Hocus Pocus, out of focus
1 March 2002
Warning: Spoilers
"Miracles for Sale" still attracts interest because it was the last film directed by cult figure Tod Browning. (He contributed to one screenplay after this film, but didn't direct it.)

"Miracles for Sale" is SO CLOSE to being a good film. The action takes place at a convention of magicians, and we meet one of each type: there's a card-trick specialist, an escape artist, and so forth. A magician gets murdered in an "impossible" way: obviously, one of the other magicians committed the murder, using some kind of conjuror's trick. But whodunnit, and how?

This film violates the most basic rule of magic: never do the same trick twice for the same audience, unless you do it two different ways. In one scene, sitting at a breakfast table, Robert Young casually waves his hand and makes a sugar bowl vanish into thin air. We didn't expect it, so we don't see how he did it. He orders another sugar bowl from the waiter, played by the annoying bit-part actor Chester Clute. When it arrives, Young waves his hand again and makes the second sugar bowl vanish too, by the same method.

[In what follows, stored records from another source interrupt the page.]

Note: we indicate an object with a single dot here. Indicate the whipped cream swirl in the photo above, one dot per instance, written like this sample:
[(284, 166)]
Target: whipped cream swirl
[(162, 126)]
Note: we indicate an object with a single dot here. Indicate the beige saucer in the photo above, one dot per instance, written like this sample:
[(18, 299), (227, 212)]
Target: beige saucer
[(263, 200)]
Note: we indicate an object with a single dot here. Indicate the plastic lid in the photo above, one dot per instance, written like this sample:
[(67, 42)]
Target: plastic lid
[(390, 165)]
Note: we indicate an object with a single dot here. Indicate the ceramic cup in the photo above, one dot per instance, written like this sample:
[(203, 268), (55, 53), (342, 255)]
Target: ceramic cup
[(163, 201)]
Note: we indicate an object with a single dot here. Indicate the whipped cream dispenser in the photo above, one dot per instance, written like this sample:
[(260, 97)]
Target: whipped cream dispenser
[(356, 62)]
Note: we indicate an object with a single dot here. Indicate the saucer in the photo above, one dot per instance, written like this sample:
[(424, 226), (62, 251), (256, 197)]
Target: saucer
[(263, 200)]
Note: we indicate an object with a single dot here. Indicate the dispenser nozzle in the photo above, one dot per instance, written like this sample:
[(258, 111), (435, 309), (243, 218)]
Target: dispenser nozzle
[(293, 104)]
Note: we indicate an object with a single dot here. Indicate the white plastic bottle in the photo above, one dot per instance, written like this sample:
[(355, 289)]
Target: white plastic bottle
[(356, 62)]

This time we're expecting it, so we see how he does it ... and you'll be as disappointed as I was.

One scene is very eerie for a few seconds, when Young discovers a typewriter busily typing out a death threat ALL BY ITSELF, with no human operator. We see the typewriter's keys moving, with nobody touching them. Spooky! But then we notice that the keys are moving IN SEQUENCE from left to right, so the typewriter can't be typing out any message except QWERTYUIOP ASDFGHJKL. I wish that MGM's special-effects department had worked a little harder on this scene, and made the typewriter keys move randomly.

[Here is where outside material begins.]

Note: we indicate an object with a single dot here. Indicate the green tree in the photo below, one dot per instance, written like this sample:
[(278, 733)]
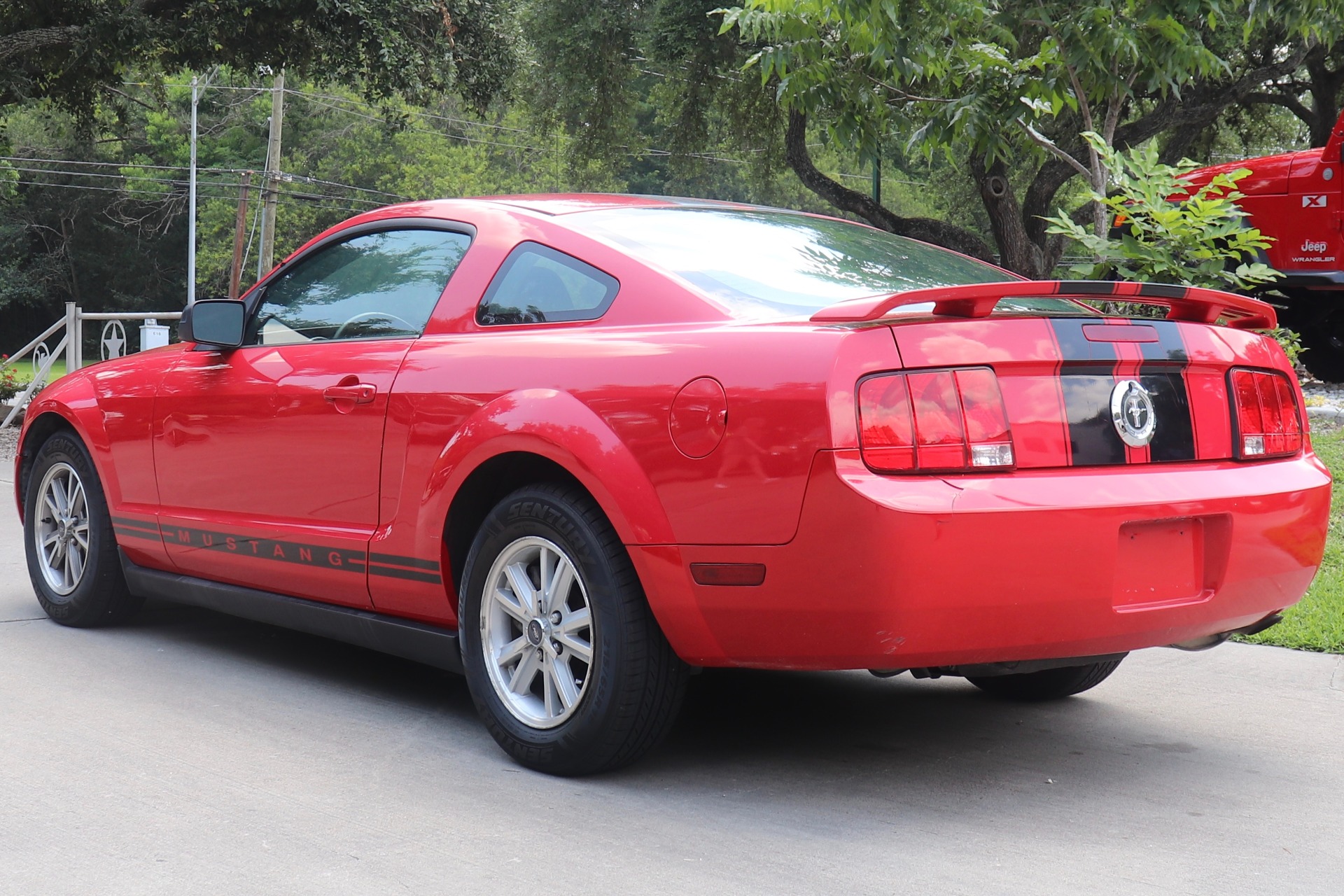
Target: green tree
[(78, 51), (1168, 232), (1012, 88)]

Frank Craven (the original Stage Manager in "Our Town") gives a decent performance here. He has some funny lines about how much he hates New York City, and what a lousy place New York City is. The payoff for this schtick is vaguely amusing. A funnier bit occurs near the end, when Craven gets caught in a Rube Goldberg contraption which forcibly dresses him in a ridiculous costume.

Florence Rice, the love interest in this film, is blond and pretty but not very talented. Her father was Grantland Rice, a very popular (and powerful) sportswriter in the 1930s, and her brief film career was largely due to his influence.

At one point in "Miracles for Sale", one of this film's cast members appears (in heavy make-up) disguised as another cast member, and we're supposed to be fooled. I spotted the disguise, which helped me solve the mystery. You'll probably spot it too.

I give "Miracles for Sale" 6 points out of 10, and one of those points is merely a tribute to Tod Browning.